ヌマンタの書斎

読書ブログが基本ですが、時事問題やら食事やら雑食性の記事を書いています。

さよならシリアルキラー バリー・ライガ

2019-03-29 11:48:00 | 

子供にとって、親は選べない。

その親が被害者が100人を超す連続殺人犯で、しかも幼少期から殺人のノウハウを子供に教え込んでいた。

そんな家庭で育ち、なんとか平穏に暮らしていたが、それも父親の逮捕により人生が一変したのが表題の作品の主人公だ。

祖母の下で暮らす主人公は、周囲の冷たい目線に負けることなく生きている。でも、内心で自分が殺人鬼としてのエリート教育を受けたことを気に病んでいる。

自分は絶対に、父親の望んだ様な殺人鬼にはならない。そう堅く胸に誓うがゆえに、街で起きた殺人事件に無関心ではいられない。そして、気が付いてしまった。この殺人事件が連続殺人事件であることに。その犯人が父親と同様なシリアルキラーであることに。

かくして、自らの存在の健全さを賭けて主人公は、この連続殺人犯を追い求める。

サイコ・ミステリーの匂いが濃厚な作品である。私は経験的に、サイコ・ミステリーが読者の心を傷つけることを知っている。その毒は甘く魅惑的で、思わず嗅がずにはいられないが、嗅いでしまったら心を侵食して傷つける。

だから、サイコ・ミステリーはたまにしか読まないことにしている。

しかし、この作品に関しては、その心配は無用である。
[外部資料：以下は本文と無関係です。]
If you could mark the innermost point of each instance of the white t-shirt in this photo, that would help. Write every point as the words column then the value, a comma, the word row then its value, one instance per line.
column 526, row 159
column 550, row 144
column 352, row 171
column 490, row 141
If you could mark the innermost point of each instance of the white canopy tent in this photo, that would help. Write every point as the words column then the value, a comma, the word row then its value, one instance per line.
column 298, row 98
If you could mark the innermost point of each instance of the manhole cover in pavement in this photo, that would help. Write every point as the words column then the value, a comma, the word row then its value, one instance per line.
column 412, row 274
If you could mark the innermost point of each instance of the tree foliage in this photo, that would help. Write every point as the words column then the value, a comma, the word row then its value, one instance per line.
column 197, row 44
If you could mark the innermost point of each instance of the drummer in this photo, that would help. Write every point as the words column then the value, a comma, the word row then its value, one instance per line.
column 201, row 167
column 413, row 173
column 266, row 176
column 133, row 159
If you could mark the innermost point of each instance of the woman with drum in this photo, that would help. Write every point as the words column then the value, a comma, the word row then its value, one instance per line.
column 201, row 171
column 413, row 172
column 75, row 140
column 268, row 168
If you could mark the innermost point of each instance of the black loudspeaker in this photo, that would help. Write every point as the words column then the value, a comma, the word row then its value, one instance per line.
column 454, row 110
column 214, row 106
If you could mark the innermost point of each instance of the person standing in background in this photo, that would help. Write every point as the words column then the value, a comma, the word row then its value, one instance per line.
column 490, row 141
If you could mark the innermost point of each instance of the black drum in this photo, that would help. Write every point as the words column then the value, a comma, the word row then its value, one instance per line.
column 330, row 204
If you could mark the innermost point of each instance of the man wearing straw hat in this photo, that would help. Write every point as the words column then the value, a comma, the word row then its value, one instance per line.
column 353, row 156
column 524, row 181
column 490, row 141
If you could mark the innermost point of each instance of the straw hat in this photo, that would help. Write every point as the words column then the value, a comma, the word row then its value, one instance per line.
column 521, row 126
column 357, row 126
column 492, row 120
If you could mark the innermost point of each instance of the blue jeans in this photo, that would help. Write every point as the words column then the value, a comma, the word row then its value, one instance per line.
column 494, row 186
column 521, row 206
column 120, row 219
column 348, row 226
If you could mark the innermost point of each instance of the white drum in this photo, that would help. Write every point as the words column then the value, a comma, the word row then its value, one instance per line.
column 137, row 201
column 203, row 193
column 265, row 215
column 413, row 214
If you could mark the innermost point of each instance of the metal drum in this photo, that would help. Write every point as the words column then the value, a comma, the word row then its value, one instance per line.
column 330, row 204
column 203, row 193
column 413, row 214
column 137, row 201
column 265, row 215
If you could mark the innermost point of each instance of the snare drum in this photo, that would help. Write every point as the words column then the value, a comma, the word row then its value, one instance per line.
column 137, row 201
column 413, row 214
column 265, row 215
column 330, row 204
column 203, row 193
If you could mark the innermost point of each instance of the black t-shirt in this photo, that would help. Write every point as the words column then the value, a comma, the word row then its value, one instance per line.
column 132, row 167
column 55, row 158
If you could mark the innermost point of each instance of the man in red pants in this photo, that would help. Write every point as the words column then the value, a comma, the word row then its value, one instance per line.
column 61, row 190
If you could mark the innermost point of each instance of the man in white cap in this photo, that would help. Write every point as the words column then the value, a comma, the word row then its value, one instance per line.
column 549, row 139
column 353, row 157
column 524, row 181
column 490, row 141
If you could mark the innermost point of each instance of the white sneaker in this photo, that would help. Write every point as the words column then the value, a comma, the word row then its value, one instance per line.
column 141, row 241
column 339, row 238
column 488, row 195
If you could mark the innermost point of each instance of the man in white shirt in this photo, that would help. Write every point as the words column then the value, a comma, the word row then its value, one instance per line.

登場する連続殺人犯は確かに異常だし、その犯罪も陰惨なものだ。しかし、主人公の危うい健全さが、むしろ青春ミステリーとでも言いたくなる明るい空気をまとっている。

まだ十代半ばの主人公は、殺人鬼の父に育てられたが故に、心に深い傷を負っている。でも、そんな逆境に負けない前向きさを持っている。父親の逮捕後も変わらずに接してくれた親友と、暖かく見守ってくれるGFの存在が、彼を健全な社会につなぎとめてくれる。

この高校生素人探偵を主人公にした作品は、あの2作ある三部作であるそうだ。私としては久々に快活に楽しめるサイコ・ミステリーでもある。サイコ嫌いな方も是非とも手に取って欲しい作品なのです。